Quand Martin St-Louis a été nommé entraîneur par intérim du Canadien de Montréal, il n’avait jamais dirigé une équipe professionnelle. Lors d’une conférence de presse, il avait déclaré : « Je le sais que je n’ai aucune expérience derrière le banc, mais j’ai beaucoup d’expérience sur le banc, dans un vestiaire et sur la glace. »[1]

Ce propos m’avait fait penser à mes débuts dans l’enseignement, il y a de cela 20 ans déjà. Je n’avais ni fait de stage ni suivi de cours de pédagogie. Je ne pouvais donc que me baser sur mon vécu d’étudiant. Heureusement pour moi, le hasard avait mis sur mon chemin des professeurs marquants. Je voudrais rendre hommage à trois d’entre eux dans les lignes qui suivent.

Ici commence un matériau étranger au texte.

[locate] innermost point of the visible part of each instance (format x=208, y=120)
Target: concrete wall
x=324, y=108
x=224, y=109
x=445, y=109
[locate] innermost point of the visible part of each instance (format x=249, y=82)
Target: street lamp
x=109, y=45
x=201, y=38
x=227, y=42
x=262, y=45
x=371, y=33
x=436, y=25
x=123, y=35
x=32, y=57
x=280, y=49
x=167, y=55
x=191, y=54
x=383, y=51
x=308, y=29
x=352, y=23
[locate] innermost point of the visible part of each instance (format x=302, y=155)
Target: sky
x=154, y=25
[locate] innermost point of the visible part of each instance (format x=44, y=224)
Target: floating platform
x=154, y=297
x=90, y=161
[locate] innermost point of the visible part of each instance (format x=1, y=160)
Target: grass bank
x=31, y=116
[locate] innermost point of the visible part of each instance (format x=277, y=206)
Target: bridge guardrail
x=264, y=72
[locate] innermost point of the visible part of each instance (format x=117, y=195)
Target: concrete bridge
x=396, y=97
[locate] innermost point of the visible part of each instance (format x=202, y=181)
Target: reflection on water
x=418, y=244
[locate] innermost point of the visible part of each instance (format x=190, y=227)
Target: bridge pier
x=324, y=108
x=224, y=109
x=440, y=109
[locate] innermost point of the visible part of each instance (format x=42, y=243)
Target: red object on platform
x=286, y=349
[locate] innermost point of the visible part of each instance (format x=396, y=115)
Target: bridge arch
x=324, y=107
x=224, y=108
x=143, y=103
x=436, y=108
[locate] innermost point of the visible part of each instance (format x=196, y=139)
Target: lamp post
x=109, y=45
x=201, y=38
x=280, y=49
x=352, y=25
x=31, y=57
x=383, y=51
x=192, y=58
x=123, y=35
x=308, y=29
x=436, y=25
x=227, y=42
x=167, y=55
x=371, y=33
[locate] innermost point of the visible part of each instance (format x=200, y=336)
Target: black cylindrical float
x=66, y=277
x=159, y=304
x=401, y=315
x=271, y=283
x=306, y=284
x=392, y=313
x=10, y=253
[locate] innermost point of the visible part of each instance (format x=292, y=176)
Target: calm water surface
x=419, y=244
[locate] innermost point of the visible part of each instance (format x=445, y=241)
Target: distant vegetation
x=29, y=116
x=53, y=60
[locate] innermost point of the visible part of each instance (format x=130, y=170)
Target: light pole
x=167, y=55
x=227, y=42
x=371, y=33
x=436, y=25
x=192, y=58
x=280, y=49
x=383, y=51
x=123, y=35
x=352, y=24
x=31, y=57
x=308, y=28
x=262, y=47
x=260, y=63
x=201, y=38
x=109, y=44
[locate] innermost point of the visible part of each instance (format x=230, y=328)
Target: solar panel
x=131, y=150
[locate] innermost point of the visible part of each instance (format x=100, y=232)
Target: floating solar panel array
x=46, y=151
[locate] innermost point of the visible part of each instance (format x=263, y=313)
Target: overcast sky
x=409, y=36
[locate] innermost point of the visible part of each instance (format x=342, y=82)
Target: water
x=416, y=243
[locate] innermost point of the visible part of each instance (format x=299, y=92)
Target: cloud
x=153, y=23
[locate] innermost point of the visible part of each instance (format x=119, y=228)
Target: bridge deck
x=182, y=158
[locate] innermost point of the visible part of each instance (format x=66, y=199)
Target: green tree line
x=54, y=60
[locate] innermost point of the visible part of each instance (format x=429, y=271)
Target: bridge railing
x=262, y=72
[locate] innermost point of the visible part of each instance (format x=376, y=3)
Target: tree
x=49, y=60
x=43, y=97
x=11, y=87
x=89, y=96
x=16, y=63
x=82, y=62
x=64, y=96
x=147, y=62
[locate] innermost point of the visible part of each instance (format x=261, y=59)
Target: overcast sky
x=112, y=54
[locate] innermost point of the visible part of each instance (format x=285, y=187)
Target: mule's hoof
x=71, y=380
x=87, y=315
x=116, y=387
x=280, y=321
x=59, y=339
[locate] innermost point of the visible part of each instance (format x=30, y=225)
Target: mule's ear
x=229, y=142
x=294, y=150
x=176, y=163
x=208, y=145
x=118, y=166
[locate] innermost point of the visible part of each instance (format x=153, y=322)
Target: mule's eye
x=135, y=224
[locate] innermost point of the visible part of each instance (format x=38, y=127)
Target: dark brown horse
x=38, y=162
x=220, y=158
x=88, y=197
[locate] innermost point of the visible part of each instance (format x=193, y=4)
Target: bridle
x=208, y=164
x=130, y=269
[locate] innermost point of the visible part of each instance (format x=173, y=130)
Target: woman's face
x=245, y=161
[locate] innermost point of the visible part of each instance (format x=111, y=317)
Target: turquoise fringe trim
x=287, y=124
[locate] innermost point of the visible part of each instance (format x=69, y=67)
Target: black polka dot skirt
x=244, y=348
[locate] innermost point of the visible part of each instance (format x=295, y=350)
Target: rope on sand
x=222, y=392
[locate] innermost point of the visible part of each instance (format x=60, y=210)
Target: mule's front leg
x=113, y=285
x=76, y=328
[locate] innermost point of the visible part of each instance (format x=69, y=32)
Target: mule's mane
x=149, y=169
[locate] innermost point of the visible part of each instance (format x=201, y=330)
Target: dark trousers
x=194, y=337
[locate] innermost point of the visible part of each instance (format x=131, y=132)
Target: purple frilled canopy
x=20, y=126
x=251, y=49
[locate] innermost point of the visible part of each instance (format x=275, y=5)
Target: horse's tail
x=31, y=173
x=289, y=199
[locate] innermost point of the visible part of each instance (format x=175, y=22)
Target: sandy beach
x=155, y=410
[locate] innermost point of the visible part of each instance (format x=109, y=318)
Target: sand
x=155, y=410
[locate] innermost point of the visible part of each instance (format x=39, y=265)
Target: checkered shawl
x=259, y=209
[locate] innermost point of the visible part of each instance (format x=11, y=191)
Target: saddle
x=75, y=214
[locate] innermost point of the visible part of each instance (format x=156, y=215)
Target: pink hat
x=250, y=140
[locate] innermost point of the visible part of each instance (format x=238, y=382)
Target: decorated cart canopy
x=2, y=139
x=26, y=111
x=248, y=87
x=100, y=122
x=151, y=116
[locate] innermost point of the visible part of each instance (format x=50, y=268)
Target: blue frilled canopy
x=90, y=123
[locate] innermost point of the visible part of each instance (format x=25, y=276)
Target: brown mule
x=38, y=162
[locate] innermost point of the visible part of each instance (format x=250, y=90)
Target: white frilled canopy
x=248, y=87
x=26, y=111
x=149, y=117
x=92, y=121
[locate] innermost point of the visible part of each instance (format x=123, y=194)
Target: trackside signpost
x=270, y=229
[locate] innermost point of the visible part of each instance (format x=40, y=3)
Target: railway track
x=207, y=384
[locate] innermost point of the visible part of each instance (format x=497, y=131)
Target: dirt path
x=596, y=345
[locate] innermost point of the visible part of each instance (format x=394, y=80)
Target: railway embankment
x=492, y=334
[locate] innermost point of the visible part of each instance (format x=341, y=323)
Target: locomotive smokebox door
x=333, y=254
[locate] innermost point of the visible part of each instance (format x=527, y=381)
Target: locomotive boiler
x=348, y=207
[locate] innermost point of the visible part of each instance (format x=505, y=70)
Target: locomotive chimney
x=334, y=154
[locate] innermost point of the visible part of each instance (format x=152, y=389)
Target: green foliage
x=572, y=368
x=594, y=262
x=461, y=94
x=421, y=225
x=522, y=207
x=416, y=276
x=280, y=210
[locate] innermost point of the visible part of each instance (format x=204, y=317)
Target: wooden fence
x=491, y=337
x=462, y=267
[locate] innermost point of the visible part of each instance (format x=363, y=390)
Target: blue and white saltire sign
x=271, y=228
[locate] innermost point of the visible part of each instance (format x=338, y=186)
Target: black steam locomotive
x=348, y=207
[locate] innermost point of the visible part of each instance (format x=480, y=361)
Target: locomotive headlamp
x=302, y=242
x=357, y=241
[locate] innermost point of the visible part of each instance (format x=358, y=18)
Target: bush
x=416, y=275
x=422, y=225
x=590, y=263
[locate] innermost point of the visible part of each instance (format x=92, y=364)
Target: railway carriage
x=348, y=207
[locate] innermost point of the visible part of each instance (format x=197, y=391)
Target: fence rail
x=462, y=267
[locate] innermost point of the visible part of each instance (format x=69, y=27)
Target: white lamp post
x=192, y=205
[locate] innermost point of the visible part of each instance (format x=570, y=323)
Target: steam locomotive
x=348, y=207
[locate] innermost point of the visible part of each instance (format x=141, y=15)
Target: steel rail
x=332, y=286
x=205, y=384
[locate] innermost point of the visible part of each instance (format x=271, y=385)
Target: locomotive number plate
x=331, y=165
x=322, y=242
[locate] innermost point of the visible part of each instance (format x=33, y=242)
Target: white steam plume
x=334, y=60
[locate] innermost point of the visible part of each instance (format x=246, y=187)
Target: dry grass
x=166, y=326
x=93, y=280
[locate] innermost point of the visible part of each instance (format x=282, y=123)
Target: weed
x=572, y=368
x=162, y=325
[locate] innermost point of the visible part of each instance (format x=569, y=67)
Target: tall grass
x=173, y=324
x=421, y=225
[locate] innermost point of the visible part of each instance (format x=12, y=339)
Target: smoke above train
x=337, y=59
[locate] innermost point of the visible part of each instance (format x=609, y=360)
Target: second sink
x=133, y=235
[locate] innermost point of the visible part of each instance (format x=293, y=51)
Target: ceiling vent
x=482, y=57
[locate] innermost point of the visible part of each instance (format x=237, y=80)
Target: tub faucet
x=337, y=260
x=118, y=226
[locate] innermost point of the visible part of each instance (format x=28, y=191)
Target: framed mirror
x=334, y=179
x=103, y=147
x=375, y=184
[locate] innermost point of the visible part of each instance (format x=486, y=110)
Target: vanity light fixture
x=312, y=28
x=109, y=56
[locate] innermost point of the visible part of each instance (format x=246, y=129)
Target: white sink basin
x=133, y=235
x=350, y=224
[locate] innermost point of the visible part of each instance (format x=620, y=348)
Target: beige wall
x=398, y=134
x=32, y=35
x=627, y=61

Selon la légende, Saint-Exupéry aurait été inspiré, pour créer son personnage du Petit Prince, par le jeune Thomas De Koninck.[2] Celui-ci est devenu un professeur-chercheur qui n’a rien perdu de sa curiosité. En le voyant pour la première fois, dans l’amphithéâtre du pavillon Ferdinand-Vandry à l’Université Laval, j’avais l’impression d’avoir devant moi un sage tout droit sorti de la Grèce antique!  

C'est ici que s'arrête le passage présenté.